Edgerton Cemetery

A Brief History

(This brief introduction is based on a presentation by Roger Gill, a former webmaster, who carried out much research on Edgerton Cemetery.)

Demand for burial space in the 19th century led to the creation of Municipal Cemeteries. Until this time the main burial grounds in Huddersfield were St Peters Church and Holy Trinity at Highfield. The Huddersfield Improvement Commissioners recognised that there were graveyards in the centre of the town of Huddersfield, where every fresh interment was made by disturbing and likely mutilating some previous occupant of the soil.

On 13 September 1852, at 5:00 pm, a Special General Meeting of the Improvement Commissioners was held for taking possession of the twelve acres of land from the agents of Sir J. W. Ramsden, the Ramsden family being the freeholders of the majority of the town at that time.

In March 1853, the Improvement Commissioners advertised for tenders for the construction of Enclosure Walls and the Cemetery Chapels. James Pritchitt was appointed architect. He had previously planned York City Cemetery and Huddersfield Railway Station.

The plan included a church chapel connected to a dissenting, which is to say non-Anglican, chapel by means of a crowned arch. It was this crowned arch that was to become the subject of much controversy. The Vicar of Huddersfield, Reverend Bateman, objected strongly to the Church of England performing any ceremony in a building attached to a Non-Conformist building. 

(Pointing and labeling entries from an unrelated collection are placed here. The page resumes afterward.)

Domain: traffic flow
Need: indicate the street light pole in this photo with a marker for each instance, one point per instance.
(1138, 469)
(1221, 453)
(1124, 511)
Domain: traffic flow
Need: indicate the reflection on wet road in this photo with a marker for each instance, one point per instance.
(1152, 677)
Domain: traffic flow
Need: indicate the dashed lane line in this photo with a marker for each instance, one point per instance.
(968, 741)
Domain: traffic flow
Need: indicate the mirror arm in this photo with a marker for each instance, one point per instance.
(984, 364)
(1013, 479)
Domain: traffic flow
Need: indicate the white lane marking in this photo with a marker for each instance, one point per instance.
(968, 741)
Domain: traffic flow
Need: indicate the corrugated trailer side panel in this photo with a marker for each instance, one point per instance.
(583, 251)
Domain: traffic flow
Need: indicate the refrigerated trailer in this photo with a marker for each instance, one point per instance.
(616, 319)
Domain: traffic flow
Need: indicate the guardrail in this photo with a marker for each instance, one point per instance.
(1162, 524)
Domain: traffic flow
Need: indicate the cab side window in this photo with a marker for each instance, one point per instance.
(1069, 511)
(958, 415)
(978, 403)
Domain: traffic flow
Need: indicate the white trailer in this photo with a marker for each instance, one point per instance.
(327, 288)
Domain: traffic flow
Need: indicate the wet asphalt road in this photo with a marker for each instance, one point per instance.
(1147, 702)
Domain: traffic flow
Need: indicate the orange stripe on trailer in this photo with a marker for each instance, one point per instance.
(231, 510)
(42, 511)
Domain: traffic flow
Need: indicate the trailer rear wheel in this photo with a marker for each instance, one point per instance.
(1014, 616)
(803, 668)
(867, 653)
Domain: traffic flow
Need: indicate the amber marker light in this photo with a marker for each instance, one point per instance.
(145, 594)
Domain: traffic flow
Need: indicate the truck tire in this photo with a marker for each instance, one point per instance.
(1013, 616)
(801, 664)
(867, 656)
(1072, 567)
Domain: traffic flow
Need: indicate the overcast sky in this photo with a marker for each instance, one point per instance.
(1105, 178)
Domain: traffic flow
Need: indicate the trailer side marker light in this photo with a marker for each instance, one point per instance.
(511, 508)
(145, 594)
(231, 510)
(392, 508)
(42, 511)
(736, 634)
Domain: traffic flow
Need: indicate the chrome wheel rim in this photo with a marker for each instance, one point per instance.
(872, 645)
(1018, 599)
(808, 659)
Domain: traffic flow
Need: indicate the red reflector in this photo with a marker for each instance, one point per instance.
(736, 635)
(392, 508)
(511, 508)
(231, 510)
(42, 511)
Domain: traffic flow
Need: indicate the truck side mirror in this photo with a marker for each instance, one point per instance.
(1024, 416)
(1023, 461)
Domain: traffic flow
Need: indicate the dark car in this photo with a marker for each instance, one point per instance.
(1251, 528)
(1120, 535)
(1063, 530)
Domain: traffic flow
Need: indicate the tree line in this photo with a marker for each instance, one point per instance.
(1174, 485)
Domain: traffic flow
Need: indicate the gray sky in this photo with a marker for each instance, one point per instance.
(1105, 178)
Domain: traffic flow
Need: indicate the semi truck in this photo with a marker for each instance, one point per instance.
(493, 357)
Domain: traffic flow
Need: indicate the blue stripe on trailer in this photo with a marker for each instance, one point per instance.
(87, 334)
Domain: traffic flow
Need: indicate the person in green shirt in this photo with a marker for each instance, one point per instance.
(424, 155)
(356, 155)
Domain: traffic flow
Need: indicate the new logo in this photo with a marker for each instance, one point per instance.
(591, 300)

In 1855 the Huddersfield Chronicle reported a “Settlement of the Cemetery Dispute”. Apparently, the Bishop of Ripon was satisfied that the dispute in reference to the position of the two chapels had been settled. Rather than using a crowned arch, “… the Improvement Commissioners have agreed to detach the two chapels from the main or central tower by a foot, a veritable twelve inches on each side. By this means it is considered that the church will not be contaminated by a ‘brick and mortar’ connection with dissent, and as the dissenters do not consider that they will be damaged by this foot of separation from the mother church, all parties will be satisfied, and none injured by granting the concession.”

From October 1855,  “On Monday last the public cemetery at Edgerton, for the Township of Huddersfield, was formally opened for the purpose of Interments. The cemetery contains some 12 ½ acres, surrounded on three sides by a stone wall, and on the fourth side a dwarf wall, with handsome railings and stone pillars. The cost of the cemetery, including land and enclosing, the chapels (two), lodges, formation, and planting, closely approximates £13,000.”

Those nearest the chapels paid most for their plots. Thus, the way the cemetery was arranged tells you how Victorian society was arranged. There were nine different areas in the cemetery, all arranged by a scale of fees. If you were very rich you would be buried in the most expensive area leading down from the gateway to the chapel.

One notable monument in the Cemetery is the Booth Factory Fire Memorial

The factory fire occurred on 31 October 1941 in the town of Huddersfield, inside the H Booth & Son factory. The fire was caused by a smoker’s pipe left alight inside a raincoat pocket when work had just commenced. It destroyed the building and killed 49 people, most of them women and young girls, many of whom were trapped in the upper floors of the five storey building as it did not have a fire escape.